お次は駆動系に着手。まあ、ここはここで色々あったけども・・・

まず、事前にVベルト、ウェイトローラーを買ってあったのだが、なんと間違ってアドレスV100用のVベルトを買ってしまう、という痛恨のエラー。いざ、新しいVベルトを取り付けようと思ったら、使い減りしているはずの元からついてるVベルトよりベルトの幅が狭い(笑) 最初はこんなところにもコストダウンの波が・・・と思ってみていたが、よく見ると長さも違う。さすがに長さが違うのでは役目を果たさない。これは・・・と思い、慌ててネットで調べたら、V100用でした、というオチ。純正部品は十分に型番を調べてから買いましょう。

初めての駆動系メンテナンス
まず・・・8mmのディープソケットがいる。

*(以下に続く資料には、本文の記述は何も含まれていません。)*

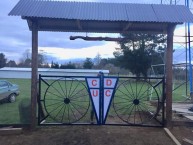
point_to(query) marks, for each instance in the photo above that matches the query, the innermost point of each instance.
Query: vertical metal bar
(101, 98)
(190, 55)
(169, 61)
(163, 101)
(34, 76)
(39, 103)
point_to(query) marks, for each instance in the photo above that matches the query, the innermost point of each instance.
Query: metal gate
(101, 100)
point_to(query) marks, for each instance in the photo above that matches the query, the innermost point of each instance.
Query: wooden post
(169, 62)
(34, 76)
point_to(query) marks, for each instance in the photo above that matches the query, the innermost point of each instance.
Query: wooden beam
(34, 76)
(127, 27)
(96, 38)
(169, 62)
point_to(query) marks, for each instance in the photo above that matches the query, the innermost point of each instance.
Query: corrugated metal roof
(103, 11)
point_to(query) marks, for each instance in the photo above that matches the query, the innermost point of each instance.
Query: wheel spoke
(74, 90)
(62, 89)
(55, 94)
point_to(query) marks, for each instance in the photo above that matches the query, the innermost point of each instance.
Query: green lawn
(9, 112)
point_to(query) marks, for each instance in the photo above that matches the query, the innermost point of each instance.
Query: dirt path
(93, 135)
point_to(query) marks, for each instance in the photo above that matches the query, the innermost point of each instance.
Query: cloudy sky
(15, 37)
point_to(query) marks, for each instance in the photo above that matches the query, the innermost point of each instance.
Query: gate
(101, 100)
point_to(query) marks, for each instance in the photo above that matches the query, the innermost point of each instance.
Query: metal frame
(102, 119)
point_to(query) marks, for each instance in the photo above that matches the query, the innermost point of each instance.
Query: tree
(3, 60)
(137, 49)
(88, 64)
(97, 59)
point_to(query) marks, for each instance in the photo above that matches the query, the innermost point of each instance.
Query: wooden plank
(172, 136)
(186, 141)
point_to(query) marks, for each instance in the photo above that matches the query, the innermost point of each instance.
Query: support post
(169, 62)
(34, 76)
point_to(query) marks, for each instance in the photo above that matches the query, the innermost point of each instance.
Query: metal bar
(169, 61)
(34, 76)
(190, 58)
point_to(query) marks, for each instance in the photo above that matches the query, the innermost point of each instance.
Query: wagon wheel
(66, 100)
(131, 101)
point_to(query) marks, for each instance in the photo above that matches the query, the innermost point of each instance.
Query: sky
(15, 37)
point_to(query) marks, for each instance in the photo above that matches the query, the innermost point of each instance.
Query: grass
(9, 112)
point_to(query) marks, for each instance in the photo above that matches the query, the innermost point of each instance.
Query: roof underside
(100, 17)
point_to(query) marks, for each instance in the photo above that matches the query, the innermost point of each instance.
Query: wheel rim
(131, 102)
(66, 100)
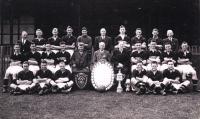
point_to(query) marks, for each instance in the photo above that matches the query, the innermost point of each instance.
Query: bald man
(173, 41)
(24, 43)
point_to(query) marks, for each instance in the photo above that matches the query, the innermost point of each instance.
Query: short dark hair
(61, 61)
(155, 29)
(170, 61)
(138, 29)
(62, 42)
(17, 44)
(139, 61)
(69, 27)
(121, 26)
(33, 43)
(84, 28)
(184, 42)
(167, 43)
(43, 61)
(154, 62)
(26, 62)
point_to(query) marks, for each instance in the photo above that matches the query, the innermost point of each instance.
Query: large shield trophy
(102, 76)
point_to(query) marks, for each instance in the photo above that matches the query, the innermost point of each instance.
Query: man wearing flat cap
(80, 59)
(87, 40)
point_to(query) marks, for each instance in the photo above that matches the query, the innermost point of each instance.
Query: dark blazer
(25, 48)
(107, 40)
(174, 43)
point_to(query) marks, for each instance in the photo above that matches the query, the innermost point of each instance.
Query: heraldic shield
(81, 80)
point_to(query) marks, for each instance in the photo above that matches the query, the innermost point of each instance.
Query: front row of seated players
(80, 60)
(43, 82)
(155, 81)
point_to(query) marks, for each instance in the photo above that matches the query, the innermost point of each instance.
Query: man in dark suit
(103, 38)
(24, 43)
(122, 37)
(173, 41)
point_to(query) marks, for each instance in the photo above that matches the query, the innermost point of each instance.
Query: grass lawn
(92, 104)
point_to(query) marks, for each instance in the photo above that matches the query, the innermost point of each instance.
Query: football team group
(154, 65)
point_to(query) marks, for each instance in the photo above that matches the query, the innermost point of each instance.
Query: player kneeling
(185, 66)
(155, 78)
(23, 83)
(139, 79)
(62, 79)
(172, 80)
(43, 79)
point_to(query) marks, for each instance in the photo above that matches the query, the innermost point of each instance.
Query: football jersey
(63, 54)
(69, 40)
(135, 40)
(17, 57)
(44, 74)
(171, 74)
(139, 55)
(53, 41)
(136, 73)
(60, 74)
(36, 56)
(155, 77)
(25, 75)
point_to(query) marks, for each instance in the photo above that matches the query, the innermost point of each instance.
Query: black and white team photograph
(99, 59)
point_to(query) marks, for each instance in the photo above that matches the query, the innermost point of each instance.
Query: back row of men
(131, 57)
(110, 44)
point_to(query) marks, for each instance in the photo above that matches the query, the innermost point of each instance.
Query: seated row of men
(121, 58)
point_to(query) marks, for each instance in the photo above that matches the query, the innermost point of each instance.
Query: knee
(128, 81)
(186, 83)
(13, 85)
(133, 81)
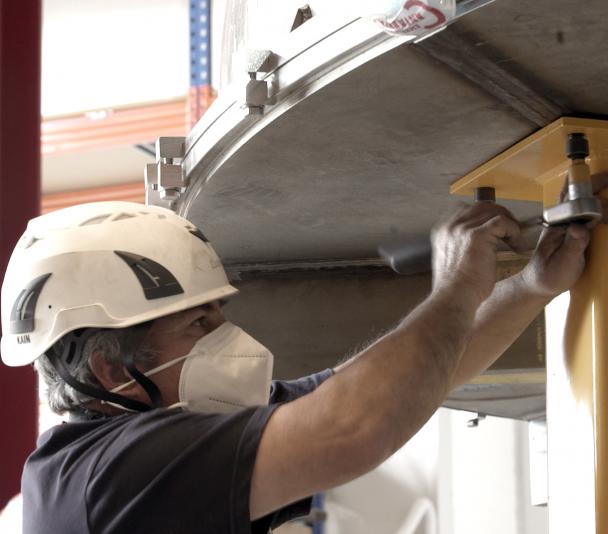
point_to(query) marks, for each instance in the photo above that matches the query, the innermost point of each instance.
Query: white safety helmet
(103, 265)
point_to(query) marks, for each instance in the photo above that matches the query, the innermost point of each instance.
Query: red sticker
(415, 16)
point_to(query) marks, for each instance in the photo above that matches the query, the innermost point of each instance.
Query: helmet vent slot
(197, 233)
(24, 309)
(122, 216)
(95, 220)
(156, 280)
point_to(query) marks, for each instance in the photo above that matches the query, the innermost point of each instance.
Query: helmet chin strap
(74, 343)
(128, 359)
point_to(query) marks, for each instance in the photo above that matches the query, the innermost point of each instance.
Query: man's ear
(110, 375)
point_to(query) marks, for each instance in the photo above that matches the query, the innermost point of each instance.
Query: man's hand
(559, 260)
(464, 248)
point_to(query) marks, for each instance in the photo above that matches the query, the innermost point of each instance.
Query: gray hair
(110, 343)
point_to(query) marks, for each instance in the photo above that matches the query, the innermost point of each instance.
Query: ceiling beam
(460, 53)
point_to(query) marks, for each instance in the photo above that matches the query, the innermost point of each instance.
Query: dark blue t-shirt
(159, 472)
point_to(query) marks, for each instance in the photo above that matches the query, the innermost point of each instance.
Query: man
(172, 430)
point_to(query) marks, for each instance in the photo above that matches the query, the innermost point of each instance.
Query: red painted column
(20, 31)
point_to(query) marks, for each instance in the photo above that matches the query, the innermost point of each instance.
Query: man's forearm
(397, 383)
(511, 307)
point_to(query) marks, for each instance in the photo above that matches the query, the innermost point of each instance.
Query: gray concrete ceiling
(373, 154)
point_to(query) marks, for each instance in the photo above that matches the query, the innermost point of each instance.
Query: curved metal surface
(303, 67)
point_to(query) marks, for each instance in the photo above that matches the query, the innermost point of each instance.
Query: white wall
(105, 53)
(478, 479)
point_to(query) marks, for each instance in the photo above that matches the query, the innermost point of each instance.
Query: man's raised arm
(372, 406)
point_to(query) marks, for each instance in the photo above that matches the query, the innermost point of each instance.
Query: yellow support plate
(534, 169)
(576, 324)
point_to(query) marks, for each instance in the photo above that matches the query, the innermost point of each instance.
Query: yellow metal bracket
(576, 328)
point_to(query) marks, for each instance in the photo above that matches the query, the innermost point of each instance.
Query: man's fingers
(508, 230)
(574, 244)
(550, 240)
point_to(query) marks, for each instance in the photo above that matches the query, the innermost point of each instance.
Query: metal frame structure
(576, 322)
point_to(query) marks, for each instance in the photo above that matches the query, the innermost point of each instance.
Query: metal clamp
(165, 180)
(257, 92)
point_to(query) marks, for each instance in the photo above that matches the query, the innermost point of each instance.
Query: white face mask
(226, 370)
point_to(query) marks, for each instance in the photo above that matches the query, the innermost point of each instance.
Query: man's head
(101, 363)
(81, 279)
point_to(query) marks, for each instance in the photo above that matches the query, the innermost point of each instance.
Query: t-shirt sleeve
(171, 472)
(289, 390)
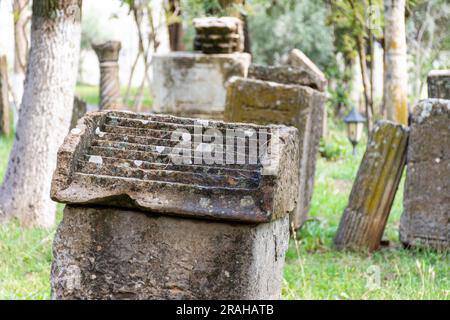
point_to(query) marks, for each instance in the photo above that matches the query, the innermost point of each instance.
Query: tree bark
(395, 68)
(4, 101)
(374, 189)
(45, 113)
(21, 35)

これがないとクランクケースが外れない。が、まあクランクケースを開けるのに特にこれといったコツもなし。ただ、たぶん5年もカバーを開けていないと、カバーとガスケットが固着して、クランクケースカバーが外れないので、すべてのボルトを外したのを確認したうえで、プラスチックハンマーで遠慮なくぶっ叩く。そうするとコロンとカバーが外れる。ガスケットは新品の場合、何度か使えそうだが、古いガスケットは見るからにもろくなっているのでおとなしく新品に交換したほうがよさそうだ。

さてここからスクーター専用の工具がいるようになる。上記写真はすでにフィクスドドライブフェイス(要するにエンジン側、作業者から見て手前のプーリー片側)を外した後であるが、このプーリーに普通にメガネレンチなどを掛けても一緒にプーリーも回ってしまうので、上記のプーリーに空いている穴に両側の突起を差し込んで、固定する器具で固定しながら、プーリーのボルトを回す。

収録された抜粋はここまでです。